Im studying for the MCAT and i found this question in my old chem book. i can't figure out how to derive the formula they are talking about...
Nitrogen monoxide reacts with oxygen to give nitrogen dioxide.
2 NO(g)+ O2(g) --> 2 NO2(g)
The rate law is -[NO]/t = k[NO]2
[O2], where the rate constant is 1.16 x 10-5 M^-2∙s^-1at 339oC.
The initial pressures of NO and O2 are 155 mmHg and 345 mmHg, respectively. What is the rate of decrease of partial pressure of NO in mmHg per second?
(Hint: From the ideal gas law, obtain an expression for the molar concentration (mol/L) of a particular gas in terms of its partial
pressure.)
Could this be as follows:
PV = nRT
with P in atm, V in L, n = mols and R and T usual.'
P = n(RT)/V
Since n/V = mols/L that is M so
p = MRT.
where does the rate law and rate constant come into play?
Your post said you didn't know how to derive the formula. I did that for you. Do you have an answer for the problem? I assume so since this is a study guide.
Book doesn't have an answer for this one.
Im just lost as to how to apply the ideal gas law to the rate law and constant.
P=MRT => 155atm=(2mol)(0.0821)(298k)?
P is 155/760 = ? if you are using R = 0.08205 and T is 273+339 = ?
That gives you (NO)in mols/L and you plug that into the rate law to calculate [delta(NO)/delta T] and convert that back to mm Hg using P = MRT (remember you will get atm and atm x 760 = mm Hg)
To find the rate of decrease of the partial pressure of NO in mmHg per second, we need to use the given rate law and convert it into a form that relates to partial pressures. Here are the steps to derive the formula:
Step 1: Convert the given initial pressures of NO and O2 into molar concentrations (mol/L):
Using the ideal gas law, we can relate the pressure of a gas to its molar concentration. The ideal gas law equation is:
PV = nRT
Where:
P = pressure (in atm)
V = volume (in L)
n = number of moles
R = ideal gas constant (0.0821 L·atm/mol·K)
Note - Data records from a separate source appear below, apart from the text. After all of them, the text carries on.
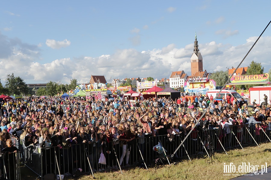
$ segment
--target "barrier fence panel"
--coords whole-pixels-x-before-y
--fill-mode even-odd
[[[7,152],[1,154],[1,156],[0,169],[4,177],[7,179],[20,180],[20,152]]]
[[[206,153],[206,151],[210,154],[211,152],[223,151],[223,148],[226,150],[230,148],[254,144],[251,136],[258,143],[265,142],[269,141],[267,136],[270,138],[270,130],[266,130],[266,126],[263,124],[258,126],[246,124],[225,127],[222,129],[195,131],[192,133],[184,142],[183,146],[178,149],[174,157],[185,158],[188,155]],[[145,162],[147,163],[153,162],[159,158],[159,154],[153,150],[153,147],[158,142],[161,142],[167,152],[167,154],[172,154],[185,135],[182,133],[179,136],[176,134],[170,137],[167,135],[155,136],[146,135],[144,138],[129,142],[103,142],[102,146],[100,142],[97,143],[86,143],[43,148],[32,146],[26,147],[23,141],[14,138],[13,143],[20,150],[20,152],[17,154],[16,158],[12,156],[15,155],[13,153],[8,155],[8,158],[2,156],[0,159],[4,162],[5,158],[8,159],[13,157],[13,159],[16,159],[18,162],[19,158],[21,157],[21,162],[42,178],[47,174],[58,174],[56,161],[60,167],[61,174],[69,175],[73,173],[74,170],[78,168],[83,170],[82,173],[90,173],[90,167],[87,157],[89,158],[90,165],[94,172],[119,168],[115,153],[122,167],[140,165],[142,164],[143,160],[140,151]],[[105,165],[99,163],[102,152],[105,158]],[[11,164],[10,161],[7,162],[9,162],[5,163],[6,165]],[[13,166],[5,170],[7,177],[18,176],[19,169],[16,166],[17,164],[19,163],[12,164]],[[11,173],[11,171],[7,170],[14,169],[16,170],[12,171],[14,172],[14,175]]]

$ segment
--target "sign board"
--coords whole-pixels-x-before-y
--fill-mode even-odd
[[[241,83],[267,82],[269,80],[269,75],[268,73],[266,73],[264,74],[233,76],[231,78],[231,82]]]
[[[139,82],[136,81],[136,86],[138,89],[149,89],[157,86],[157,79],[152,81]]]

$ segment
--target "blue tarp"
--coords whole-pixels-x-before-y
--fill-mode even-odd
[[[69,97],[70,95],[66,92],[62,94],[62,95],[61,96],[61,97],[62,98],[64,98],[64,99],[65,99],[66,98],[69,98]]]

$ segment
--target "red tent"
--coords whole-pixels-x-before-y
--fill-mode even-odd
[[[133,93],[136,93],[136,92],[135,91],[134,91],[132,89],[126,92],[126,93],[125,93],[123,94],[123,95],[124,96],[131,96],[132,94]]]
[[[2,95],[0,96],[0,99],[4,99],[7,96],[2,94]]]
[[[4,98],[3,99],[4,100],[8,100],[8,99],[12,99],[13,98],[11,97],[10,97],[8,96],[6,96],[5,98]]]
[[[132,99],[132,98],[131,98],[131,96],[132,95],[132,94],[134,93],[136,93],[136,92],[135,92],[132,89],[126,92],[126,93],[125,93],[123,94],[123,97],[125,97],[125,96],[127,96],[128,98],[128,99],[126,100],[128,100],[129,99]]]
[[[158,92],[164,90],[164,89],[160,88],[156,86],[155,86],[150,89],[149,89],[147,91],[144,91],[142,93],[143,94],[143,97],[145,99],[148,98],[151,98],[155,96],[156,97],[156,94]]]

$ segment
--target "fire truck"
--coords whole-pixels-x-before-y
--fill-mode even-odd
[[[250,104],[252,103],[254,99],[256,100],[255,102],[257,105],[260,105],[265,104],[263,98],[265,94],[267,96],[267,104],[270,104],[270,96],[271,96],[271,86],[254,86],[249,88],[249,98]]]

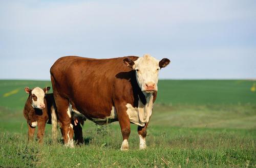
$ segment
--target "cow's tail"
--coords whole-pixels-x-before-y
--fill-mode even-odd
[[[58,119],[56,115],[56,106],[53,105],[51,107],[52,117],[52,138],[53,143],[57,142],[58,137]]]

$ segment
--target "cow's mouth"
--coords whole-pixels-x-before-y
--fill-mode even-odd
[[[154,90],[144,91],[144,92],[146,92],[146,93],[153,93],[155,92],[155,91]]]

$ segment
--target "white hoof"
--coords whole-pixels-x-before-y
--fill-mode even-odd
[[[129,149],[129,145],[128,144],[128,141],[124,139],[122,143],[120,150],[121,151],[127,151]]]

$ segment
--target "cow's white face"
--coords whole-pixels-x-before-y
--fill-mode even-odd
[[[144,54],[134,62],[129,58],[124,59],[123,62],[136,71],[139,86],[142,92],[148,93],[157,91],[159,70],[170,63],[167,59],[163,59],[159,61],[149,54]]]
[[[31,106],[33,108],[45,108],[45,95],[50,88],[49,87],[47,87],[42,89],[39,87],[36,87],[30,90],[28,87],[25,88],[25,92],[29,94],[29,98],[32,99]]]

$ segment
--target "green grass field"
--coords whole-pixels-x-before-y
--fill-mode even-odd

T = temperature (in Kelvin)
Rearranging the equation to solve for concentration (n/V), we get:
n/V = P/RT
Since we want the molar concentration in mol/L, we divide the pressure in mmHg by 760 to convert it to atm:
[NO] = (155 mmHg / 760 mmHg/atm) / RT = (0.204 atm) / RT
[O2] = (345 mmHg / 760 mmHg/atm) / RT = (0.453 atm) / RT
Step 2: Substitute the molar concentrations into the rate law expression:
-Δ[NO]/Δt = k[NO]^2[O2]
Substituting the molar concentrations, the expression becomes:
-Δ(0.204/RT)/Δt = k(0.204/RT)^2(0.453/RT)
Simplifying further:
-Δ(0.204/RT)/Δt = k(0.204^2/RT^2)(0.453/RT)
Since we are looking for the rate of decrease of NO, we can assume Δ(0.204/RT) ≈ -Δ[NO].
So the expression becomes:
-Δ[NO]/Δt = k(0.204^2/RT^2)(0.453/RT)
Step 3: Simplify the expression and calculate the rate of decrease of partial pressure of NO in mmHg per second:
To find the rate of decrease of partial pressure of NO in mmHg per second, we need to find the rate of decrease of [NO] and convert it back to pressure units (mmHg). Since the rate of decrease is given in terms of Molarity per second (M/s), we multiply it by (RT/0.204) to convert it to partial pressure units (mmHg/s):
Rate of decrease of partial pressure of NO = (-Δ[NO]/Δt) * (RT/0.204)
Plugging in the given values:
Rate of decrease of partial pressure of NO = (-1.16 x 10^-5 M^-2∙s^-1) * (0.0821 L·atm/mol·K) * (339 + 273 K) / (0.204)
Calculating the rate of decrease of partial pressure of NO will give you the final answer in mmHg/s.